Date of report (Date of earliest event reported) November 13, 2012



(Exact Name of Registrant as Specified in Charter)







(State or Other Jurisdiction
of Incorporation)


File Number)


(IRS Employer
Identification No.)


245 Park Avenue, 44th Floor, New York, NY



(Address of Principal Executive Offices)


(Zip Code)


Registrant’s telephone number, including area code (212) 750-7300



(Former Name or Former Address, if Changed Since Last Report)


Check the appropriate box below if the Form 8-K filing is intended to simultaneously satisfy the filing obligation of the registrant under any of the following provisions (see General Instruction A.2. below):


o    Written communications pursuant to Rule 425 under the Securities Act (17 CFR 230.425)


o    Soliciting material pursuant to Rule 14a-12 under the Exchange Act (17 CFR 240.14a-12)


o    Pre-commencement communications pursuant to Rule 14d-2(b) under the Exchange Act (17 CFR 240.14d-2(b))


o    Pre-commencement communications pursuant to Rule 13e-4(c) under the Exchange Act (17 CFR 240.13e-4(c))





Item 2.03  Creation of a Direct Financial Obligation or an Obligation Under an Off-Balance Sheet Arrangement of a Registrant.


On November 13, 2012, Ares Capital Corporation (“Ares Capital”) issued an additional $40 million aggregate principal amount of 4.75% Convertible Senior Notes due 2018 (the “Additional Convertible Notes”) in connection with an inbound inquiry from a fundamental institutional investor.  The Additional Convertible Notes were issued pursuant to the Indenture, dated October 10, 2012 (the “Indenture”), between Ares Capital and U.S. Bank National Association, as trustee (the “Trustee”).  The Additional Convertible Notes constitute additional notes under the Indenture and will be treated as a single series with, have the same terms and same CUSIP number as, and are fungible with, the $230 million aggregate principal amount of Ares Capital’s 4.75% Convertible Senior Notes due 2018 previously issued under the Indenture on October 10, 2012 (the “Existing Convertible Notes” and, together with the Additional Convertible Notes, the “Convertible Notes”).


The sale of the Additional Convertible Notes generated net proceeds of approximately $38.9 million.  Aggregate estimated offering expenses in connection with the transaction, including the initial purchaser’s discount of $0.7 million, were approximately $1.1 million.  Ares Capital expects to use the net proceeds of this offering to repay or repurchase certain outstanding indebtedness, which may include repaying outstanding indebtedness under its debt facilities and, to the extent not applied for such purpose, for general corporate purposes, including investing in portfolio companies in accordance with its investment objective.


The Convertible Notes mature on January 15, 2018 (the “Maturity Date”), unless previously converted or repurchased in accordance with their terms.  The Convertible Notes bear interest at a rate of 4.75% per year payable semiannually in arrears on January 15 and July 15 of each year, commencing on July 15, 2013.  The Convertible Notes are Ares Capital’s senior unsecured obligations and rank senior in right of payment to Ares Capital’s existing and future indebtedness that is expressly subordinated in right of payment to the Convertible Notes; equal in right of payment to Ares Capital’s existing and future unsecured indebtedness that is not so subordinated; effectively junior in right of payment to any of Ares Capital’s secured indebtedness (including existing unsecured indebtedness that Ares Capital later secures) to the extent of the value of the assets securing such indebtedness; and structurally junior to all existing and future indebtedness (including trade payables) incurred by Ares Capital’s subsidiaries, financing vehicles or similar facilities.


Prior to the close of business on the business day immediately preceding July 15, 2017 holders may convert their Convertible Notes only under certain circumstances set forth in the Indenture.  On or after July 15, 2017 until the close of business on the scheduled trading day immediately preceding the Maturity Date, holders may convert their Convertible Notes at any time.
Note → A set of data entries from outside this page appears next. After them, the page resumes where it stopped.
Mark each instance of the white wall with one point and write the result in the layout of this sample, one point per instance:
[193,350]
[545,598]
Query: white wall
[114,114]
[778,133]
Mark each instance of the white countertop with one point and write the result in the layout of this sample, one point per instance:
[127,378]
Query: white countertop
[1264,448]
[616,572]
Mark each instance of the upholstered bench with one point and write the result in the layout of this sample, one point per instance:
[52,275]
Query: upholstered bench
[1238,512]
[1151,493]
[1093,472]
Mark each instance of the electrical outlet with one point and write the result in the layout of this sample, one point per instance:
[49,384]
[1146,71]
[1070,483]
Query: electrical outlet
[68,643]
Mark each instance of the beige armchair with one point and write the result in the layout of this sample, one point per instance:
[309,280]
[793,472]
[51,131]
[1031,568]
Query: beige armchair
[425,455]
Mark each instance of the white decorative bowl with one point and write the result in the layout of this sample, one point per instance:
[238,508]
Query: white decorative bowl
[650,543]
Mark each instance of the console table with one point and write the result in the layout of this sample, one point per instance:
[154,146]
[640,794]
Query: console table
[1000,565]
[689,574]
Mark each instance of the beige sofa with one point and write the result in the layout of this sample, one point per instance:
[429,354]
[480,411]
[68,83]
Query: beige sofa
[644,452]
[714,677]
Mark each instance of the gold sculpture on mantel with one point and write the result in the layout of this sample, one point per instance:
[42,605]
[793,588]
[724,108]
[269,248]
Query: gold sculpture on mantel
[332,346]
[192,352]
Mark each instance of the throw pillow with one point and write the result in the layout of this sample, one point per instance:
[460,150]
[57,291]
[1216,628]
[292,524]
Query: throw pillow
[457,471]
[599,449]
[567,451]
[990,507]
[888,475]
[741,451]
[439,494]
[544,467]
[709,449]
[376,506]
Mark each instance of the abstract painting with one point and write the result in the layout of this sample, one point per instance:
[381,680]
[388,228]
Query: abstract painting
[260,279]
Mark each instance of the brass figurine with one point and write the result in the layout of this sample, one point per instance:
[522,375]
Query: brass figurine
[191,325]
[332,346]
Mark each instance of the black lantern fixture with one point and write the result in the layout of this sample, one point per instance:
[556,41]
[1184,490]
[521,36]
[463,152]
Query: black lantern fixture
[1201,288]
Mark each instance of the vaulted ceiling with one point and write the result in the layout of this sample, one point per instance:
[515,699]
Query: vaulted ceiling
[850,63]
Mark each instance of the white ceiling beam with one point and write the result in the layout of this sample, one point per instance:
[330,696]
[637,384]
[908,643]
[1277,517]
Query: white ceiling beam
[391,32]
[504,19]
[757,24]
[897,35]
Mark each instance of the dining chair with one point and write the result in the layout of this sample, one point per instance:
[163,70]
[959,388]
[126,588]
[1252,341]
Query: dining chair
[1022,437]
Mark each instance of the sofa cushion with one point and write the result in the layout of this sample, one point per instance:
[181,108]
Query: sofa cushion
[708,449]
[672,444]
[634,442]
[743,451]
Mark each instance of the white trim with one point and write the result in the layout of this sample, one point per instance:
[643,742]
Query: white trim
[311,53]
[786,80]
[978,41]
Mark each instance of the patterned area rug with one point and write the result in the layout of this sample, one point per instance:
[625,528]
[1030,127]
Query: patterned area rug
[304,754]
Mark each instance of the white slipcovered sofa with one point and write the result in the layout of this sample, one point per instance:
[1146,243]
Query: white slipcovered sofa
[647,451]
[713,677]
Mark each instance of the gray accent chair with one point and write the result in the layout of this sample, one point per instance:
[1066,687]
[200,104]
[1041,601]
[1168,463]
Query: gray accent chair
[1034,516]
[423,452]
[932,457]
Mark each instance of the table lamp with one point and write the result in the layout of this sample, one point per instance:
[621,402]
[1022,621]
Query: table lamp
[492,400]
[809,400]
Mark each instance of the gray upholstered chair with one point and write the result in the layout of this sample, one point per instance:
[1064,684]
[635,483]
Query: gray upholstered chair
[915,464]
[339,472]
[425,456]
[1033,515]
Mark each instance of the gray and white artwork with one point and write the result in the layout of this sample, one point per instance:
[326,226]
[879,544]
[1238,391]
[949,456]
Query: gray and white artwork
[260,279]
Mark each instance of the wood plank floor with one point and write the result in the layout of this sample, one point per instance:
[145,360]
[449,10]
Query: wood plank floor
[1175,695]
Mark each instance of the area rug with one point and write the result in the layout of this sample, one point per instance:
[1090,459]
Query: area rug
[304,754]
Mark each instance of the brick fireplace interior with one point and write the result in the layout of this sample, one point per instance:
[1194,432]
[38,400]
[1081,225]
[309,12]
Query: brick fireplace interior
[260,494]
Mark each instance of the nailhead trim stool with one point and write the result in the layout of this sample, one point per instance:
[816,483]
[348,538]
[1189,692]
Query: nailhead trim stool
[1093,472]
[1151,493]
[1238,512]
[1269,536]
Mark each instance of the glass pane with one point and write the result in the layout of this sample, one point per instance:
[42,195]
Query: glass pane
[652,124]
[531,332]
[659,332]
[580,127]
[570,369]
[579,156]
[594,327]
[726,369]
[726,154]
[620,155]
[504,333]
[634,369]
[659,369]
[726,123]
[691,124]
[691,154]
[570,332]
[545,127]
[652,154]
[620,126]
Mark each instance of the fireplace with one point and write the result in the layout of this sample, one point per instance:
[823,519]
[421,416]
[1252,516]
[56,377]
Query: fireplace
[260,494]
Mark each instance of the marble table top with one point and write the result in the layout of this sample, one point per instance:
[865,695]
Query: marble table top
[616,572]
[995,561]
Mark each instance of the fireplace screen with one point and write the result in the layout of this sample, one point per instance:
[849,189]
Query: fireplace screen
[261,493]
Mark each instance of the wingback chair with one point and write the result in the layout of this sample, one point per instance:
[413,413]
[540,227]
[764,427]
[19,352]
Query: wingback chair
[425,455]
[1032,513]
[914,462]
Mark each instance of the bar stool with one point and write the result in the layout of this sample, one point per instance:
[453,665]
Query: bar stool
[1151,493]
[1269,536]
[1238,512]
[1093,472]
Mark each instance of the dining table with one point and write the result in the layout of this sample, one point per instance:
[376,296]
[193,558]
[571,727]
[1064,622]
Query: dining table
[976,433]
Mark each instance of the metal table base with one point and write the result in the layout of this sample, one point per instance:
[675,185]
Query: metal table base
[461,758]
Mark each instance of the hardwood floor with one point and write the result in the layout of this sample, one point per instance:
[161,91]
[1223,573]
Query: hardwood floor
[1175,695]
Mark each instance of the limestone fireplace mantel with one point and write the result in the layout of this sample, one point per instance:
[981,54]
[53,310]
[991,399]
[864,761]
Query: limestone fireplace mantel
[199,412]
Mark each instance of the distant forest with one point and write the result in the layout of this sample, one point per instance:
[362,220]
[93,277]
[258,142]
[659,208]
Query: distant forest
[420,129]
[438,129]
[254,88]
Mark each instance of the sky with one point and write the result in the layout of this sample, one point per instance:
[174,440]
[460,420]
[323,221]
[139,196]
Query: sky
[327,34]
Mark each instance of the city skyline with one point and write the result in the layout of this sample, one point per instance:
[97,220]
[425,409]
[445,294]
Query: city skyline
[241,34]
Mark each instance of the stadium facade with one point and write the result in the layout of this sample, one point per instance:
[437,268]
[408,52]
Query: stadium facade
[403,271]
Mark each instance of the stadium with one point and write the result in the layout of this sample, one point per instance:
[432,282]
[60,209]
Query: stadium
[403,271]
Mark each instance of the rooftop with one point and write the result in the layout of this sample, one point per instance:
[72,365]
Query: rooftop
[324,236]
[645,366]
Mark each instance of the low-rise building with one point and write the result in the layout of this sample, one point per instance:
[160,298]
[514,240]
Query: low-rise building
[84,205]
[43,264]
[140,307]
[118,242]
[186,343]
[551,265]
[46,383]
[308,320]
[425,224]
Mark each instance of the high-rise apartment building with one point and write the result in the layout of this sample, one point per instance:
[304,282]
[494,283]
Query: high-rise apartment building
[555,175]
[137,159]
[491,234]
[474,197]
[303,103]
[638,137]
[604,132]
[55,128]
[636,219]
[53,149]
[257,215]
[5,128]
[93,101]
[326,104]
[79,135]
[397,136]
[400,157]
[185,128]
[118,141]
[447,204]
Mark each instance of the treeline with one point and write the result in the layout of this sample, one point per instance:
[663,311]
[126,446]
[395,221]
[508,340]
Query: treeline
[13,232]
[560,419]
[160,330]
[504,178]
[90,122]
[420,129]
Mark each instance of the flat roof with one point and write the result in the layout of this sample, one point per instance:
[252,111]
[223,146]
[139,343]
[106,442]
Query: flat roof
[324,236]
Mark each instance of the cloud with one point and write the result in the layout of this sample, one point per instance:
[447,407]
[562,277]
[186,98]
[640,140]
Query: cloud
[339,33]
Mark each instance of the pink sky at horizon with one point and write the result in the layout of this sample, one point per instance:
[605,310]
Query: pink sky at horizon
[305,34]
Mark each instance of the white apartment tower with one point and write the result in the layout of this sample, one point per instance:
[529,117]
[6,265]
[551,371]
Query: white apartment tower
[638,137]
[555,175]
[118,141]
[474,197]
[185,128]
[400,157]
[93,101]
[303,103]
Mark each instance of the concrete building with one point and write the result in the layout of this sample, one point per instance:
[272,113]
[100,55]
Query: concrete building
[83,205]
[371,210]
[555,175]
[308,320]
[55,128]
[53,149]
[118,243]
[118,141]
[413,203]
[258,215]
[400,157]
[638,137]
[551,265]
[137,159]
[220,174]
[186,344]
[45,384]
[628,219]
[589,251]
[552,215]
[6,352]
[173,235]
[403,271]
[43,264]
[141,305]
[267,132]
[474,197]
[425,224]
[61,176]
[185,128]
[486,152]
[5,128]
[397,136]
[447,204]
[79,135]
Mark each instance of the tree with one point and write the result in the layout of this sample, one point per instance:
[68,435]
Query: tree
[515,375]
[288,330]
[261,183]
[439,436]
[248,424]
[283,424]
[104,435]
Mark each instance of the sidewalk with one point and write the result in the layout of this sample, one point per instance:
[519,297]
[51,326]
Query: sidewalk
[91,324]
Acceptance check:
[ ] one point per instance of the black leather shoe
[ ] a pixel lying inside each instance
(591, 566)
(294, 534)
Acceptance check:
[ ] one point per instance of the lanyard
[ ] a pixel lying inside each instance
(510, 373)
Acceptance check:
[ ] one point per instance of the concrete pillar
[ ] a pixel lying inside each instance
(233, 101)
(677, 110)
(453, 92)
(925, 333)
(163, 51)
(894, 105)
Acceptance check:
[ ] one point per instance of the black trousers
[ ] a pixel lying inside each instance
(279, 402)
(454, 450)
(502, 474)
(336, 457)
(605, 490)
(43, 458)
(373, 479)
Upon conversion, Ares Capital will pay or deliver, as the case may be, at its election, cash, shares of its common stock or a combination of cash and shares of its common stock.  The conversion rate is currently 50.3290 shares of common stock per $1,000 principal amount of Convertible Notes (equivalent to a current conversion price of approximately $19.87 per share of common stock). The conversion rate will be subject to adjustment in some events but will not be adjusted for any accrued and unpaid interest. In addition, if certain corporate events occur prior to the Maturity Date, the conversion rate will be increased for converting holders.


Ares Capital may not redeem the Convertible Notes prior to maturity. No sinking fund is provided for the Convertible Notes. In addition, if certain corporate events occur in respect of Ares Capital, holders of the Convertible Notes may require Ares Capital to repurchase for cash all or part of their Convertible Notes at a repurchase price equal to 100% of the principal amount of the Convertible Notes to be repurchased, plus accrued and unpaid interest through, but excluding, the required repurchase date.


The foregoing description of the Convertible Notes does not purport to be complete and is qualified in its entirety by reference to the full text of the Indenture and the accompanying Form of 4.75% Convertible Note due 2018, filed as Exhibits 4.1 and 4.2 to Ares Capital’s Current Report on Form 8-K filed with the Securities and Exchange Commission on October 10, 2012 and incorporated by reference herein.


Item 3.02  Unregistered Sales of Equity Securities.


The information set forth under Item 2.03 of this Form 8-K is incorporated herein by reference.


Ares Capital offered and sold the Additional Convertible Notes to the initial purchaser in reliance on the exemption from registration provided by Section 4(a)(2) of the Securities Act of 1933, as amended (the “Securities Act”), for resale by the initial purchaser to qualified institutional buyers (as defined in the Securities Act) pursuant to the exemption from registration provided by Rule 144A under the Securities Act. Ares Capital relied on these exemptions from registration based in part on representations made by the initial purchaser in the purchase agreement executed in connection with the sale of the Additional Convertible Notes.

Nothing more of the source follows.